行ってきました。しげの御大の原画展は私の知る限り、東京でしか開催されていないと思います。2014年に東京で行われたDオンリーは確か新劇場版の宣伝もあったようですが、原画はなかったかな。あと、私は行ってないのですが、新劇場版の宣伝の原画展に、MFゴーストが始まるのにTSUTAYAで原画展もあったらしいです。しかし今回は去年からですかね、その前一昨年?は東京のみでしたが、去年から全国を回ってくれて大阪は初じゃないかな。
順番はまず東京、新潟、福岡、大阪だったかな。しげの御大の原画、やっと見ることができました!
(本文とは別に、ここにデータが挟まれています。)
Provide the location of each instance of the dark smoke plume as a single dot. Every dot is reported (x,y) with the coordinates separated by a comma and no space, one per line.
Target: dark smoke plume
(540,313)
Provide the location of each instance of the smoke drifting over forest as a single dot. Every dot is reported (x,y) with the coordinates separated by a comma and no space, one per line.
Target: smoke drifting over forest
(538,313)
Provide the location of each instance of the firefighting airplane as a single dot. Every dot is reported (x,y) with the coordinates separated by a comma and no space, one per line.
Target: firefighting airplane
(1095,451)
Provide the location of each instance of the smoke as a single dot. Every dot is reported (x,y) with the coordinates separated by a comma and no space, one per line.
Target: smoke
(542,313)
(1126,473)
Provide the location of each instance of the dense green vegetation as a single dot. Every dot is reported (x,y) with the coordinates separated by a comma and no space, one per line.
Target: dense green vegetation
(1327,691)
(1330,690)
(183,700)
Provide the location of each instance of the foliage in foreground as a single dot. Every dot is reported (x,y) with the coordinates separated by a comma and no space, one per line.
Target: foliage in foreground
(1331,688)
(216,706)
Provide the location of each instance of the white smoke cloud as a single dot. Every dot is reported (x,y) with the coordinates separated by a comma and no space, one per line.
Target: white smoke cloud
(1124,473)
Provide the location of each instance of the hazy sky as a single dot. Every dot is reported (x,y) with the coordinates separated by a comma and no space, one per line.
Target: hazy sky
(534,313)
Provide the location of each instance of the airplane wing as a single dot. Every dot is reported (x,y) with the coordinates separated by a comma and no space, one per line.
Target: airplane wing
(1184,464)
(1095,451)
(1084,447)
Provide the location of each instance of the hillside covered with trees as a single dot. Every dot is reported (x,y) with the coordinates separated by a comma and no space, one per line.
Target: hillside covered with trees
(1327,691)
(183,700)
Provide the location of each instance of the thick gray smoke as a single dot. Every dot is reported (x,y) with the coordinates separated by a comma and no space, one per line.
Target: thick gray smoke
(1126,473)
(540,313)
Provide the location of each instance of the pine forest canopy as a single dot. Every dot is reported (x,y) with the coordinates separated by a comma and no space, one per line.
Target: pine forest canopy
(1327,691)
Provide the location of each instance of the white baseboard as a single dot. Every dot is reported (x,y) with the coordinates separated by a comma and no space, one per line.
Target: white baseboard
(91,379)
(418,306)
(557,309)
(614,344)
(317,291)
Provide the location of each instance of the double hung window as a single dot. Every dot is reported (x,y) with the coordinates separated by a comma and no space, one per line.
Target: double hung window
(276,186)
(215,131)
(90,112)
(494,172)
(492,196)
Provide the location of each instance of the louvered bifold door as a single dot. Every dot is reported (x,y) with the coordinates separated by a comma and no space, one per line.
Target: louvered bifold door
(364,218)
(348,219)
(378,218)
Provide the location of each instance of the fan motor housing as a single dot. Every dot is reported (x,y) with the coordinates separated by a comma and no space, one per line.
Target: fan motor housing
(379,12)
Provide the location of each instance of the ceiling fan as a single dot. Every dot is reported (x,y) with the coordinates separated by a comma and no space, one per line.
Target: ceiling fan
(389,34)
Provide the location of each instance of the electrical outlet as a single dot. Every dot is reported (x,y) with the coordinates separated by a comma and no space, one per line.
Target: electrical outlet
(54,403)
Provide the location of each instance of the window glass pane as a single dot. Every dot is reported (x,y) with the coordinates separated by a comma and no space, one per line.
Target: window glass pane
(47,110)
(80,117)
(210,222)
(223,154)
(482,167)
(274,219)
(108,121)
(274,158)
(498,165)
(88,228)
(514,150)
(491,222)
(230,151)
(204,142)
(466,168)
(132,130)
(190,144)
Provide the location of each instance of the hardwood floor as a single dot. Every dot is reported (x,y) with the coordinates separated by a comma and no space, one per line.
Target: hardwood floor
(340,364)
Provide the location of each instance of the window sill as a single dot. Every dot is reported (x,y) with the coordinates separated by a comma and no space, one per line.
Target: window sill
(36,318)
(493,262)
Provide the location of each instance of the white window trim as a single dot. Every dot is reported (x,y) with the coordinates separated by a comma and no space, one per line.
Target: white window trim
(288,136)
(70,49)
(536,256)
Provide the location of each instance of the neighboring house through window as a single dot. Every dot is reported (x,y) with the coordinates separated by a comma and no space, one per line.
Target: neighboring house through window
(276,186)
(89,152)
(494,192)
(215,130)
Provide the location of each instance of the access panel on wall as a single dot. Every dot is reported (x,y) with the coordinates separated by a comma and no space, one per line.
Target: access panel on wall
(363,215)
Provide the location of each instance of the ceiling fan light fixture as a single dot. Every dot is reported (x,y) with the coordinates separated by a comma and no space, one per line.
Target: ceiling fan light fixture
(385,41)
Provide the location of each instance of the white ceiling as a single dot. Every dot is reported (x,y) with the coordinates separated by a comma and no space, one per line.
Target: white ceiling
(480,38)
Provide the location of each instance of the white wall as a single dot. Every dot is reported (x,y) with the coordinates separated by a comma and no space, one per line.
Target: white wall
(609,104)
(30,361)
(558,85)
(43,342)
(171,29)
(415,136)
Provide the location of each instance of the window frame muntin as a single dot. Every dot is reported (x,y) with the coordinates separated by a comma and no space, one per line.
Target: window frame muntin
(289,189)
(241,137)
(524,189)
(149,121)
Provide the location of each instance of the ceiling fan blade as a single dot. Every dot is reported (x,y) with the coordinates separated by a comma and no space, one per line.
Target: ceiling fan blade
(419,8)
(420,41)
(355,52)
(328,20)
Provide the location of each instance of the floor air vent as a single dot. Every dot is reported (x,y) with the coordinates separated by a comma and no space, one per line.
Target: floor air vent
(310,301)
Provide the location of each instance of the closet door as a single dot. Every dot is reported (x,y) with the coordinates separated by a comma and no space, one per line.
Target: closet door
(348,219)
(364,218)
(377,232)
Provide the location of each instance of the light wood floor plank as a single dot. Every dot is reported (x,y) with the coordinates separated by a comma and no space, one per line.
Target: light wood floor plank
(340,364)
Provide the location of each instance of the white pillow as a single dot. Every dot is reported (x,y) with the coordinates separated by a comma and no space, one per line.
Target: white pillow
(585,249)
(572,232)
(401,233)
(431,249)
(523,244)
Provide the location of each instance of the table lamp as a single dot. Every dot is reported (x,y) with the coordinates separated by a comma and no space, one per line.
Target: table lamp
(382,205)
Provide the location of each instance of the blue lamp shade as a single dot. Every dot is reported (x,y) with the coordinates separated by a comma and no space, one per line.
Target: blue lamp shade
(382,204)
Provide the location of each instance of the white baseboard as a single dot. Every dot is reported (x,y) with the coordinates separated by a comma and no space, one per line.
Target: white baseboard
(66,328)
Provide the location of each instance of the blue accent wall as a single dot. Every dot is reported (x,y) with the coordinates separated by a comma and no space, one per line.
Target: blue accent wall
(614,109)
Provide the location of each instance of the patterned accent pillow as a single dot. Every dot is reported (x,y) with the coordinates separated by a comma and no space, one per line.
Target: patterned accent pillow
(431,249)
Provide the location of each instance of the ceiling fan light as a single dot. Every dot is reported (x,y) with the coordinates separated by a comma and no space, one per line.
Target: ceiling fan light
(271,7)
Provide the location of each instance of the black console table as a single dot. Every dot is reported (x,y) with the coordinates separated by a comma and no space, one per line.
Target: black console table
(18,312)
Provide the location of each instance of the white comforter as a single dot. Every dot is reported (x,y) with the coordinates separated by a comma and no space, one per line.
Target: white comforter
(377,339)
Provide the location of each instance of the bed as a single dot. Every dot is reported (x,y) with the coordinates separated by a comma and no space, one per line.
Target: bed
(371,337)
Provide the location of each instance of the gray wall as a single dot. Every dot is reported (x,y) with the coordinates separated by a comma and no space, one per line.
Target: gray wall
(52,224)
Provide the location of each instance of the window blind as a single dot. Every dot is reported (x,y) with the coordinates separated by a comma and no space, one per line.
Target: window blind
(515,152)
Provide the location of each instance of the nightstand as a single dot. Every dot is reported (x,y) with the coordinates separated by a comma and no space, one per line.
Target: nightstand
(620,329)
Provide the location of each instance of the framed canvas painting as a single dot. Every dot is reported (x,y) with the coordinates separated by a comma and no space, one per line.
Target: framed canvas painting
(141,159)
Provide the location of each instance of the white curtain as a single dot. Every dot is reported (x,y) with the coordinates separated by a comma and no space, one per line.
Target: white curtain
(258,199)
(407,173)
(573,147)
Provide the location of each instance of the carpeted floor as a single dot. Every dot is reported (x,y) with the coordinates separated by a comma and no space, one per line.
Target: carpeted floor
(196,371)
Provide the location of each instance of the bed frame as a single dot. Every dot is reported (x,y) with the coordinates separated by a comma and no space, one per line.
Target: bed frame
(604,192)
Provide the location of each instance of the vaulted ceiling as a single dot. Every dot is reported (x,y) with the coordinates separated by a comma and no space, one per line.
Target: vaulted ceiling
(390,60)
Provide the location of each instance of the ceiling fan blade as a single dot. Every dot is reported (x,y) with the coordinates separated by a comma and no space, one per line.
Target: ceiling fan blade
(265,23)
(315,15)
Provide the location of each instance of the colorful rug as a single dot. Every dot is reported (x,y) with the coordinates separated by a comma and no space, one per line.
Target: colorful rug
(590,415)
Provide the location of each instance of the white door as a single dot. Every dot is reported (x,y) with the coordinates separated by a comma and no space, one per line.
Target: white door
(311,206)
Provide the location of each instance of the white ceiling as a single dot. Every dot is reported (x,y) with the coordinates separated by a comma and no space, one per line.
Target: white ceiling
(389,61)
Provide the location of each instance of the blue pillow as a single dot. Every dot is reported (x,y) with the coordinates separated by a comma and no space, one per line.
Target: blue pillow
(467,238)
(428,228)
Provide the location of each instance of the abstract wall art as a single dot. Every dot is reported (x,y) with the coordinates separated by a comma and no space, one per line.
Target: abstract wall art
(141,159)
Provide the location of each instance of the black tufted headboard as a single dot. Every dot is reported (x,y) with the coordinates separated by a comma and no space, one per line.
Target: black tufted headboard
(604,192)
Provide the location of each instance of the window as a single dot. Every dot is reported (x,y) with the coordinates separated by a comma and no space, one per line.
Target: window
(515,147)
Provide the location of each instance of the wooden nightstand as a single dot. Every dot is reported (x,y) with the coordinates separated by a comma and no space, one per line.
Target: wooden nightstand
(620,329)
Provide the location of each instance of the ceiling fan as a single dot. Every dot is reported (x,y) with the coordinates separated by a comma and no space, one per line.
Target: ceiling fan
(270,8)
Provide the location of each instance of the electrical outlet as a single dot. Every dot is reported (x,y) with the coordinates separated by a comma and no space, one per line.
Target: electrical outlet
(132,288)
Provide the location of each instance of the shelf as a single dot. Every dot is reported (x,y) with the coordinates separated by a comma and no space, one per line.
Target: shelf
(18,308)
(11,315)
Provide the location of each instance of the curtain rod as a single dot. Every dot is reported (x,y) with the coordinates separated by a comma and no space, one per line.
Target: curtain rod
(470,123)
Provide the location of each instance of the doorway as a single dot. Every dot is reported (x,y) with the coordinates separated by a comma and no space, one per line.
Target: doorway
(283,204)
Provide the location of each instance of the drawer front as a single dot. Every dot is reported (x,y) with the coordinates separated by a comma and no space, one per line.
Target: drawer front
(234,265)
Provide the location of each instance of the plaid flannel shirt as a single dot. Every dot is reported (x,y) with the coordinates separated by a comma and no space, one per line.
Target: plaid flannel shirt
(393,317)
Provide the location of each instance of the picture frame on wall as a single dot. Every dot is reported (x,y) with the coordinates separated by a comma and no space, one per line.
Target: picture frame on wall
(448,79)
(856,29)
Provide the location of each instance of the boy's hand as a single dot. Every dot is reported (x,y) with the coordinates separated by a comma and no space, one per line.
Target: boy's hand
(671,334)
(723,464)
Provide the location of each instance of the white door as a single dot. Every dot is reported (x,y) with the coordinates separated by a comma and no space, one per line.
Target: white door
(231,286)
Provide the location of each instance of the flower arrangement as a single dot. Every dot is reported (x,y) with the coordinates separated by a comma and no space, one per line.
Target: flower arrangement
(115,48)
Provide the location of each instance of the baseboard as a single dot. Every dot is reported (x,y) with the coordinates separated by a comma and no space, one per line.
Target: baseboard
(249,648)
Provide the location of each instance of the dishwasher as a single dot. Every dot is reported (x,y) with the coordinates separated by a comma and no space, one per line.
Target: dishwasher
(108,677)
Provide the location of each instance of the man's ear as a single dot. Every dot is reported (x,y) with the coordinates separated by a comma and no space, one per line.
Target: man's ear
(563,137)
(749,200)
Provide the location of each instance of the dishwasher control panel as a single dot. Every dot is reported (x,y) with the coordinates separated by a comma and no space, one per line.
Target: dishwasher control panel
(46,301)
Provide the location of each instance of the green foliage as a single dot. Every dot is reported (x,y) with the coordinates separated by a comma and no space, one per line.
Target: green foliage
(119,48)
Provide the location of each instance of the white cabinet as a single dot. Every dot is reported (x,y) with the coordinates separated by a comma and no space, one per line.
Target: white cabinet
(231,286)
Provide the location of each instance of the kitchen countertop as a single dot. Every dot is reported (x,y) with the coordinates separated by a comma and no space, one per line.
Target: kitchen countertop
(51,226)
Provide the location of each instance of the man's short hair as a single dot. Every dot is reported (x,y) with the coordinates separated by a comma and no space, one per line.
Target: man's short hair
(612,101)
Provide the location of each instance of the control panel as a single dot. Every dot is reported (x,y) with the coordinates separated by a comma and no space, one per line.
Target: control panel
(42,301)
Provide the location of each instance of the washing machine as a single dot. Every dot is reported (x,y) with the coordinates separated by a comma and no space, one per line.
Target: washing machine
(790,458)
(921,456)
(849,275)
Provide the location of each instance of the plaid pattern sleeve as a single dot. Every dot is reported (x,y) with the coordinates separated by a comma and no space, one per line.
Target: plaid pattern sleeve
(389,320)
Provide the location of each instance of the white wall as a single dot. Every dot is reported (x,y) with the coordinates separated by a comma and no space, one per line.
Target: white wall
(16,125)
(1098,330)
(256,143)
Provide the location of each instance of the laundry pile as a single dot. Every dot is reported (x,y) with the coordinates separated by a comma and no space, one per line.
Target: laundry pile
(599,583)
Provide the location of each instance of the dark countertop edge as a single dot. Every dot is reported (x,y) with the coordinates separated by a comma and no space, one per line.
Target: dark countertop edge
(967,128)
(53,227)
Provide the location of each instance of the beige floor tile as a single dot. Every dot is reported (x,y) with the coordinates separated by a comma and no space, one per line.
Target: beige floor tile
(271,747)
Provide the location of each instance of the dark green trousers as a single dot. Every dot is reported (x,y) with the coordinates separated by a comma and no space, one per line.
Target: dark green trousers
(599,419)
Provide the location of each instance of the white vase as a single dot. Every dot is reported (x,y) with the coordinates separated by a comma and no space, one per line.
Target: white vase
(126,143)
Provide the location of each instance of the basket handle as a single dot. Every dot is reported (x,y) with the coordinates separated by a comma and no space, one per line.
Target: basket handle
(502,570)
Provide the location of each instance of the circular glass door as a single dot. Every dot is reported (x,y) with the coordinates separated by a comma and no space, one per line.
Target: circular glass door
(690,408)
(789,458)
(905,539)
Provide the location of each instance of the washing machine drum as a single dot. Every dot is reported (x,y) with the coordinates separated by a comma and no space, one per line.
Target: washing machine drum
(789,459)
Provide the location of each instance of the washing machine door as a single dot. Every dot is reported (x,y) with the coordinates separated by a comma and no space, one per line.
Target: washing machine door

写真撮影ができる場所が限られていて、写真は少ないです。バリバリ伝説、頭文字D、MFゴーストと展示されています。



頭文字Dまではアナログなんですよね。





そして最初、バリ伝の原稿ですが、もう水彩の加減が懐かしく…。それと原稿ってこんなに小さかったのかあと思いました。
バリ伝は御大の漫画二作目で大ヒットしました。もうあの頃の熱気がまんま原稿に込められていますね。バイク人気もうなぎのぼり、当時のGPライダーが神がかった人ばかりでしたし、一般人どころか、芸能人もこぞってバイクにはまって、島田紳助とか映画まで作ったかな。鈴鹿8時間耐久レースも大人気、それらに有名人が出るとかもありましたね。
私も観に行きましたが、本当にレースは凄い。テグナーカーブあたりの金網に張り付いて、直ぐ目の前を色がぐちゃぐちゃになって一瞬で通過するんですよね。
なんでしょうね、バイクは青春って感じです。そして、御大の少女漫画に影響をうけた絵柄も繊細でとても懐かしかったです。
御大の特徴的な、効果音を表す漫画字、オノマトペは、バリ伝のヒデヨシの手前、国内レースあたりから特徴的になったかな。塵はけっこう前からあったような。まあ、バイクや車に塵はつきものですけどね。
原稿見てても、想像以上に線が細かったですね。印刷とは決定的に違う。今でも御大はけっこう描き込みますが、アナログを見ると本当に細い線があります。
余談ですが、しげの先生の一時期奥様だった少女漫画家の速水翼先生。2014年にご逝去されてますが、女性の描き方に関しては関わっていたらしいと聞きますが、具体的には全然わからず。絵柄も影響あるのかな。速水翼先生の漫画をちらっとしか知らないのでよくわからないのですが。ただ、グンの名前は速水翼先生の出身地巨摩郡から来てる、らしいですね。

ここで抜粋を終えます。